Teinté d'un conservatisme hard-chrétien typique des animateurs radio de Québec, l'analyse de M. Maurais, nous chatouille les neurones sans jamais nous amener à autre chose que l'irréductible dénonciation de la diversité sexuelle. Biais axiologique flagrant, la question est pourtant magnifiquement formulée. En une phrase, on vient de poser le projet intellectuel des Cultural Studies : saisir l'individu dans sa matérialité, sa complexité la plus profonde et indicible. Compliquer le concept d'individu, compliquer le flagrant, compliqué jusqu'à engager un effort de remise en question endémique.

De la réification des rapports sociaux à la réification du désir, la marge s'étiole. Questionner le genre, ne serait-ce pas là une brèche épistémologique susceptible de mener à compliquer d'autres faits avérés, justement? Slavoj Žižek, chaton-philosophe-révolutionnaire-marxiste, disait qu'il nous est plus facile d'imaginer notre monde détruit par un astéroïde que la fin du capitalisme. Tout ou rien. Une dualité forcée que l'on nous cale au ventre, aussi ferme que le genre et l'hétéronormativité. Choisi ton genre ou rien, performe! nous dit Judith Butler.

Sexualité et pouvoir sont les matrices de ségrégation. L'enfant à la petite école se sera fait immanquablement placer devant deux réalités, sa future vie économique et sa future vie sexuelle. Le dogme du parfait sujet social est ainsi établi par un double archétype socio-économique et socio-sexuel. Au sein de l'archétype socio-sexuel, l'enfant est confronté à une dualité qui semble tout à fait innée chez l'être humain. Or, les théories féministes et autres théories critiques tendent à remettre en question et dynamiter ce dogme simplificateur de l'identité sexuelle et des pratiques qui s'y rattachent.

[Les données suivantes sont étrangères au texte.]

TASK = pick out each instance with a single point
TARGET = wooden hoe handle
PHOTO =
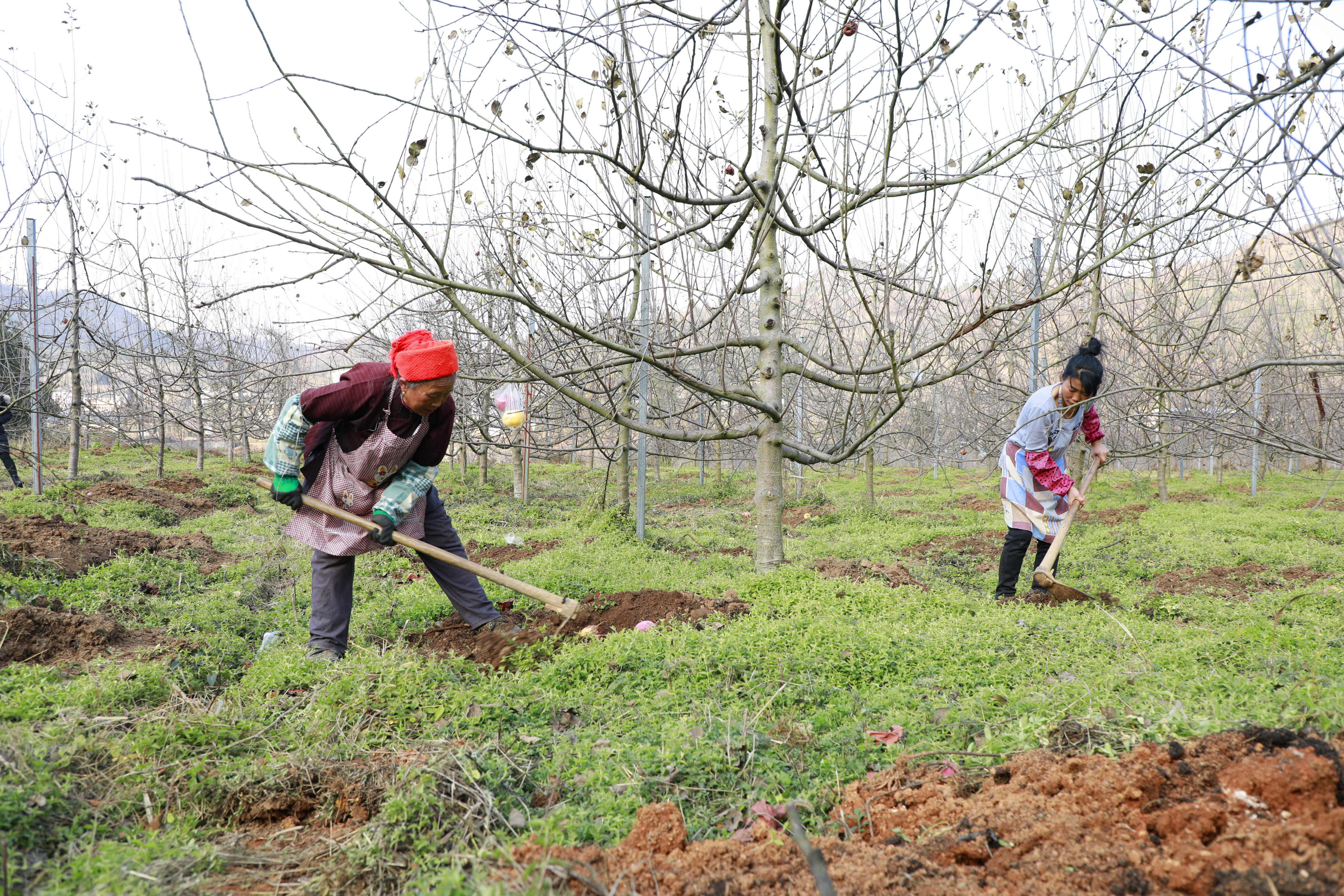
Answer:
(555, 602)
(1047, 565)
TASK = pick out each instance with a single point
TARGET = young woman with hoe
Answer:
(372, 445)
(1035, 485)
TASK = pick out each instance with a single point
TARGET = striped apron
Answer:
(354, 481)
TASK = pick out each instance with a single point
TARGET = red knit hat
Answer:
(418, 356)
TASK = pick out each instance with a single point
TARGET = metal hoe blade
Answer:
(1058, 590)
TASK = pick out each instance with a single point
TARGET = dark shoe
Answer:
(500, 625)
(323, 655)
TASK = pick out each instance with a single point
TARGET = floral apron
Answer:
(354, 481)
(1027, 503)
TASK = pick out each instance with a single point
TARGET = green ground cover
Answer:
(772, 706)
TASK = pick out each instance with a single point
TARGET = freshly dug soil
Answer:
(74, 547)
(798, 516)
(1046, 600)
(49, 633)
(178, 484)
(1230, 815)
(896, 574)
(607, 613)
(972, 503)
(954, 547)
(181, 506)
(1113, 516)
(337, 792)
(1233, 582)
(502, 554)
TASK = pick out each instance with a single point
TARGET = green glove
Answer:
(285, 490)
(385, 534)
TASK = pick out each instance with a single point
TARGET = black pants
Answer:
(1010, 562)
(7, 460)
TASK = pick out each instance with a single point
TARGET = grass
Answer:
(773, 706)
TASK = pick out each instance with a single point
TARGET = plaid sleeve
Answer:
(287, 440)
(1092, 425)
(408, 487)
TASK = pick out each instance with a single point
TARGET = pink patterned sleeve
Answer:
(1092, 426)
(1049, 473)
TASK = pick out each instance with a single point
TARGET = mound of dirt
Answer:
(599, 613)
(1233, 582)
(957, 547)
(894, 574)
(798, 516)
(1035, 597)
(502, 554)
(74, 547)
(1113, 516)
(1232, 815)
(49, 633)
(972, 503)
(337, 792)
(181, 506)
(178, 484)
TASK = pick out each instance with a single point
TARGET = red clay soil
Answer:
(894, 574)
(798, 516)
(1233, 582)
(289, 827)
(599, 613)
(182, 507)
(74, 547)
(1039, 598)
(1230, 815)
(951, 547)
(49, 633)
(972, 503)
(500, 554)
(178, 484)
(1113, 516)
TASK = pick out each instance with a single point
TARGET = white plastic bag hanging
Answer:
(509, 400)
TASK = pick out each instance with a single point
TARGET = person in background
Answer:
(6, 415)
(372, 445)
(1035, 485)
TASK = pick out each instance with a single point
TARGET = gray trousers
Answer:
(334, 583)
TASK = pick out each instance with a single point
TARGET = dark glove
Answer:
(285, 490)
(385, 533)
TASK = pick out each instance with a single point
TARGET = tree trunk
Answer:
(201, 420)
(769, 387)
(76, 383)
(518, 471)
(1165, 457)
(162, 402)
(867, 469)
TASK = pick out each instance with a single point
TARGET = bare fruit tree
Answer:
(761, 223)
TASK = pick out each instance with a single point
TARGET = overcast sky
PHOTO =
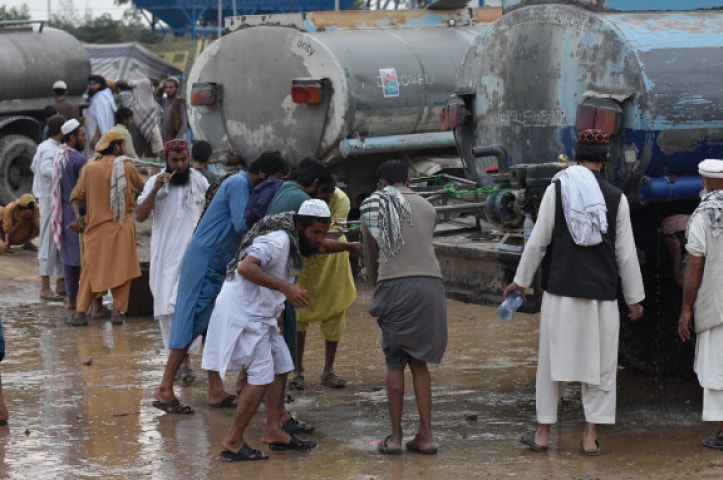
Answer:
(39, 8)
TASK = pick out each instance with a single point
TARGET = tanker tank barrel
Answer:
(396, 143)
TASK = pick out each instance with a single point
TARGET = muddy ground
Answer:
(79, 402)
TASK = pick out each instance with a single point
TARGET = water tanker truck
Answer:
(352, 88)
(651, 79)
(32, 58)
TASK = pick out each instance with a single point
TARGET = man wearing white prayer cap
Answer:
(243, 332)
(584, 239)
(702, 293)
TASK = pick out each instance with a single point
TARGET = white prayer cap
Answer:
(69, 126)
(711, 168)
(315, 208)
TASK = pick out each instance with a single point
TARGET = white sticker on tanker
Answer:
(390, 82)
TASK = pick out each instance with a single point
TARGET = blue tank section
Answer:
(200, 17)
(528, 72)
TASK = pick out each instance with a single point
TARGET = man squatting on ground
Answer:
(175, 197)
(584, 239)
(244, 331)
(409, 301)
(203, 271)
(702, 293)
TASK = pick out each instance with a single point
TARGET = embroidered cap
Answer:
(108, 137)
(25, 200)
(69, 126)
(176, 145)
(592, 146)
(674, 224)
(315, 208)
(711, 168)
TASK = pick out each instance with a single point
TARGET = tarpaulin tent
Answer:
(127, 61)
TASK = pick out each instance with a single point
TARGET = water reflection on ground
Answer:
(79, 400)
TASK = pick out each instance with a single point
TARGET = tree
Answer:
(23, 13)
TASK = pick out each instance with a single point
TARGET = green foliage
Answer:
(14, 13)
(103, 29)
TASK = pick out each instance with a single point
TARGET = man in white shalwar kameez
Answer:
(702, 292)
(51, 263)
(174, 197)
(243, 332)
(585, 242)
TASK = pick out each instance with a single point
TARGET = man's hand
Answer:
(75, 226)
(355, 249)
(635, 311)
(684, 323)
(297, 295)
(511, 288)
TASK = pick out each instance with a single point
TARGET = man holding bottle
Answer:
(584, 239)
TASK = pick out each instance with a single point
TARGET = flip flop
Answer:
(297, 382)
(292, 426)
(295, 443)
(245, 453)
(528, 438)
(591, 453)
(715, 442)
(387, 450)
(188, 376)
(413, 446)
(173, 406)
(53, 298)
(225, 403)
(332, 380)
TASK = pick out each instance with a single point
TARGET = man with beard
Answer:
(174, 118)
(174, 197)
(66, 171)
(110, 259)
(48, 251)
(100, 114)
(203, 270)
(244, 333)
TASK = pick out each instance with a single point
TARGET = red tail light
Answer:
(606, 117)
(306, 91)
(204, 93)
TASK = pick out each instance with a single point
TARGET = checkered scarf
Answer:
(271, 223)
(56, 201)
(712, 206)
(118, 185)
(383, 212)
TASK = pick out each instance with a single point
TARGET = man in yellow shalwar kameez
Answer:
(330, 285)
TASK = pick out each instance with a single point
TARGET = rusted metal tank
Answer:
(351, 88)
(32, 58)
(650, 78)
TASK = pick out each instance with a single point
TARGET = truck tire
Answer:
(16, 155)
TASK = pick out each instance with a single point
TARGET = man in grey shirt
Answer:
(409, 301)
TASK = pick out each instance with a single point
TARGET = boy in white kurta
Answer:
(175, 206)
(702, 293)
(243, 332)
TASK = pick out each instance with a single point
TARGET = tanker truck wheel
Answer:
(16, 155)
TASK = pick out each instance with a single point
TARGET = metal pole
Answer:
(219, 18)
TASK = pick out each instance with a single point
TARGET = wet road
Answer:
(79, 403)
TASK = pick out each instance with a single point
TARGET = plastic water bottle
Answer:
(527, 227)
(510, 305)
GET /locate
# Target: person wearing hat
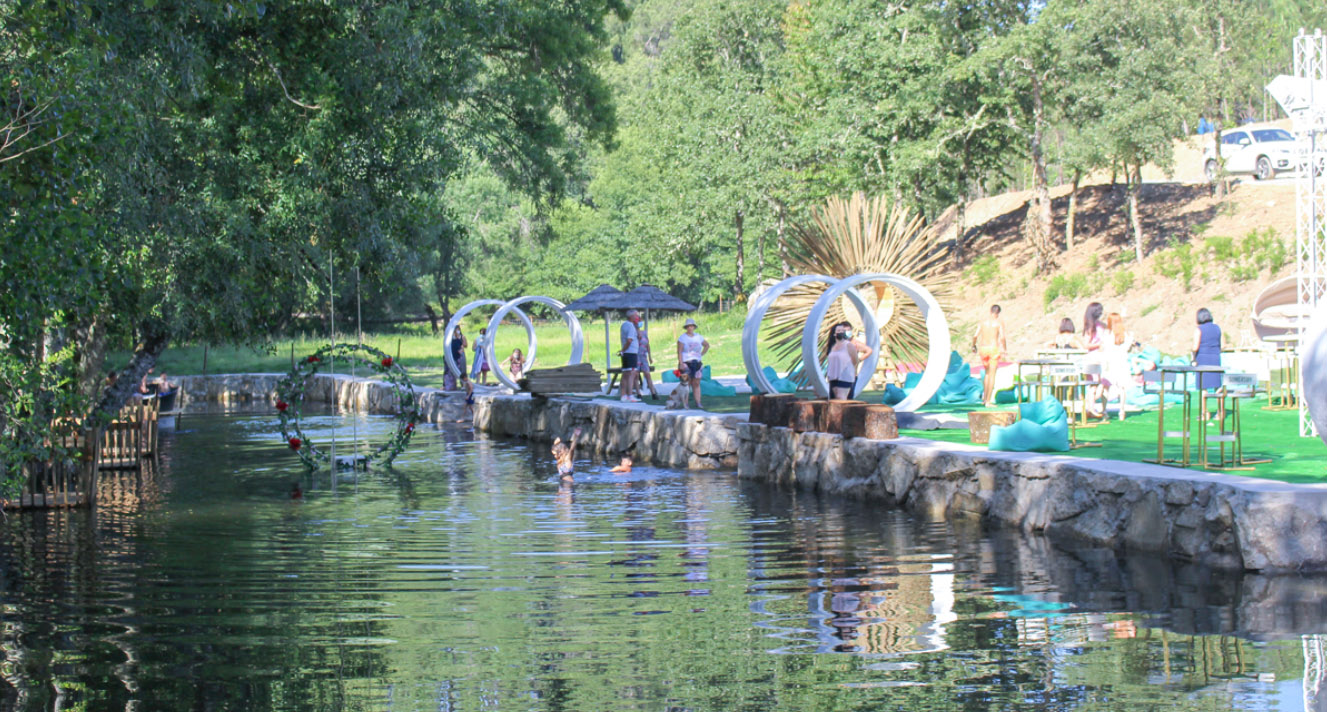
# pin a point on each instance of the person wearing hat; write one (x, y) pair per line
(630, 341)
(690, 353)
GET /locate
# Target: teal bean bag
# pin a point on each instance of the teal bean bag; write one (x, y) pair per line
(780, 385)
(714, 387)
(893, 395)
(1010, 395)
(1042, 427)
(958, 386)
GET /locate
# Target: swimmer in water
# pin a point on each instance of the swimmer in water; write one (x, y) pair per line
(563, 455)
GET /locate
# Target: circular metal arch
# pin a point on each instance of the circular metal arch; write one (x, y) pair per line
(755, 314)
(455, 321)
(514, 305)
(937, 333)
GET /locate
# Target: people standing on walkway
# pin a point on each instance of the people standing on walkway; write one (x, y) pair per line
(1206, 349)
(630, 348)
(644, 363)
(989, 344)
(457, 344)
(1067, 337)
(1095, 334)
(690, 357)
(841, 362)
(481, 369)
(516, 365)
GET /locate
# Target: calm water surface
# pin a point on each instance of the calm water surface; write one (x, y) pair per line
(466, 578)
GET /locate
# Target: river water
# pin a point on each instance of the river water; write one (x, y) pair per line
(467, 578)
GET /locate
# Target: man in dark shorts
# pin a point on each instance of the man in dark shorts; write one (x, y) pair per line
(630, 341)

Contre coup naturel, la stigmatisation de comportements marginaux permet au pouvoir de tracer ses lignes fixes de commandement. Le corps des dominants campe sa légitimité au plus profond des esprits. Le désir et l'émotivité vécue comme des attributs intimes de l'être se révèlent être la nécessité instrumentale du capitalisme intraitable.

Nous revoilà donc devant la merveilleuse question de M. Maurais. La complexité et les possibilités de se définir et de définir son rapport au réel sont accrues. Que se passerait-il si les facultés de marketing et sciences économiques en faisant autant et complexifiait leurs grilles d'analyse? Les convictions sur le marché et le mode de fonctionnement du capital resteraient-elles intactes bien longtemps?